February 13th, 2019 1:35 - 5:00 pm PST
Some tests failed to run and new tunnels would not start reliably.
Our Sauce Connect Tunnel Cloud experienced a burst in peak usage shortly after 1pm that resulted in its inability to boot new tunnels fast enough to meet demand. A bug was also discovered that contributed to elevated boot times when under extreme contention that led to a prolonged recovery.

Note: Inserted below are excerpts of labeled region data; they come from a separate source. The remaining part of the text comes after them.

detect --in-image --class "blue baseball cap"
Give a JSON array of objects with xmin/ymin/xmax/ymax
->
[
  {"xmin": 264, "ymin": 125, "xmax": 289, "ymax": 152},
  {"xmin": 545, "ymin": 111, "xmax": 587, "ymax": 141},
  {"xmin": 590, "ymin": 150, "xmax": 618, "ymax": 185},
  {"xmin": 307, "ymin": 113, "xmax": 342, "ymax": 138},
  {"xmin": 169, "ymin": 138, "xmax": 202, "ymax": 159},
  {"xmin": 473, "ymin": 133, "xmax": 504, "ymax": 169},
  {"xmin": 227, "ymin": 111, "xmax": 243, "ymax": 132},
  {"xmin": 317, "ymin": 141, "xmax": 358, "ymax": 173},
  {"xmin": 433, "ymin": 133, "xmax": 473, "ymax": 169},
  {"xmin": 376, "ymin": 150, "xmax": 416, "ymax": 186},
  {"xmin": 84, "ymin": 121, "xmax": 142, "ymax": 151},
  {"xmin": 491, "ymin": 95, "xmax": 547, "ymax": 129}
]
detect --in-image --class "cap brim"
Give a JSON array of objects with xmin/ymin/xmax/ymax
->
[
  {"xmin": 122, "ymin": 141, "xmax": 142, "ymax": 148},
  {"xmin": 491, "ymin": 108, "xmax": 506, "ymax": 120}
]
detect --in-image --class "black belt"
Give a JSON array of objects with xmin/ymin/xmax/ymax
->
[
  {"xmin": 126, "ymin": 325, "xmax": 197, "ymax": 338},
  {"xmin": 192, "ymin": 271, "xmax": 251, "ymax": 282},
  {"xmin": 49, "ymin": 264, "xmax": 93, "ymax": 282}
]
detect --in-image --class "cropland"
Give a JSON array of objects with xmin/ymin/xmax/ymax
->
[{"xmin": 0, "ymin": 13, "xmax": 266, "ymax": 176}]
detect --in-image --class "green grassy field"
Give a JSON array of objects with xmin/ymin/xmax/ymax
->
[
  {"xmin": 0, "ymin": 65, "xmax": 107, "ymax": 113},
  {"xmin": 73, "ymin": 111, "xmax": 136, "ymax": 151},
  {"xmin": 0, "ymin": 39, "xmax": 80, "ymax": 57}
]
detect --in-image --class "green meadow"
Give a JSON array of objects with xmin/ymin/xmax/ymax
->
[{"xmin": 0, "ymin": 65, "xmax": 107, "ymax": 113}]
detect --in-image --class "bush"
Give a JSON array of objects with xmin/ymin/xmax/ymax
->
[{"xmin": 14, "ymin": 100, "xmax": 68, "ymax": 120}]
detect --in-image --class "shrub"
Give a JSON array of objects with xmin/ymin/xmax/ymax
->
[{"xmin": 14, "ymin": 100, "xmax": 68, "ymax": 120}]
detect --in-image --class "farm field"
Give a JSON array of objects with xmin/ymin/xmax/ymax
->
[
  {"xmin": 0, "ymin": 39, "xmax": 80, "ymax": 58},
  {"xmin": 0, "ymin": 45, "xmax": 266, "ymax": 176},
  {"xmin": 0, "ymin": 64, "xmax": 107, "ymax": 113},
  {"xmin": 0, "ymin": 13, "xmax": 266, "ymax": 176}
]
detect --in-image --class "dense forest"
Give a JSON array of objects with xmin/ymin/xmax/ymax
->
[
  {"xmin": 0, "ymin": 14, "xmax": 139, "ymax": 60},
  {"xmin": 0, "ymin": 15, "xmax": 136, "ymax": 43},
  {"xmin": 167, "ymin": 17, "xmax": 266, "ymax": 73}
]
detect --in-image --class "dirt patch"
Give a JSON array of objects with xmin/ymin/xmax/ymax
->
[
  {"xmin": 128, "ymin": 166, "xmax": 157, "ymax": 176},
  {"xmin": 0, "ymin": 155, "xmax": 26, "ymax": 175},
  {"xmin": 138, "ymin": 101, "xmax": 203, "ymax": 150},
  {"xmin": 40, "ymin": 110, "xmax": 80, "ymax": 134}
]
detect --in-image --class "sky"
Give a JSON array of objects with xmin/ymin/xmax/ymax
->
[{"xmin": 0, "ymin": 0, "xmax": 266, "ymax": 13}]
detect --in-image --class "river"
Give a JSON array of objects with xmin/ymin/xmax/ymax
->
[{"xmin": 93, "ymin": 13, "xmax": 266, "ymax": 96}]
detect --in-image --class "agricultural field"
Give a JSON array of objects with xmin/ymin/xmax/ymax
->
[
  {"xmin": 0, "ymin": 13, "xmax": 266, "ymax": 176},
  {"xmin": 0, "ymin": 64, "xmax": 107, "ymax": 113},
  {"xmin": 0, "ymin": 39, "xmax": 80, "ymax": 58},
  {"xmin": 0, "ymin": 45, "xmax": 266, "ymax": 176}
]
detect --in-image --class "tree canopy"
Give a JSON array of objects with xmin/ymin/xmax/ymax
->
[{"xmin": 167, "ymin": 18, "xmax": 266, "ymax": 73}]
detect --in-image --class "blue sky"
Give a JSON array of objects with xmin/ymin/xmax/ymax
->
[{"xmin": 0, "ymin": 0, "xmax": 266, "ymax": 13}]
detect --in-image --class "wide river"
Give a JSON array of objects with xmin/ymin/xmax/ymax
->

We throttled requests to start Sauce-Connect to allow our Tunnel Cloud to stabilize
Throughout Feb 13th - Feb 20th we added 50% additional capacity to our tunnel cloud and are working on mitigating changes that allow us to scale more effectively under peak usage. We’ve additionally prepared a number of new nodes with an updated technology stack that we’ll be using to validate for better performance and tunnel density. Additional monitoring and alerting have been put in place that allow us to respond rapidly to degradation in tunnel nodes that have led to poor performance and higher wait times for affected customers over the last two weeks. We have yet to experience tunnels downtime since the outage Wednesday February 13th and continue to proactively respond to tunnel issues before they affect service availability. Longer term we will continue tuning our code, updating our technology stack and implementing better guard rails to prevent irregular behaviour. Furthermore we’ll be making improvements in our Tunnel’s load balancing implementation and capacity modelling to provide a more performant and reliable tunnels experience.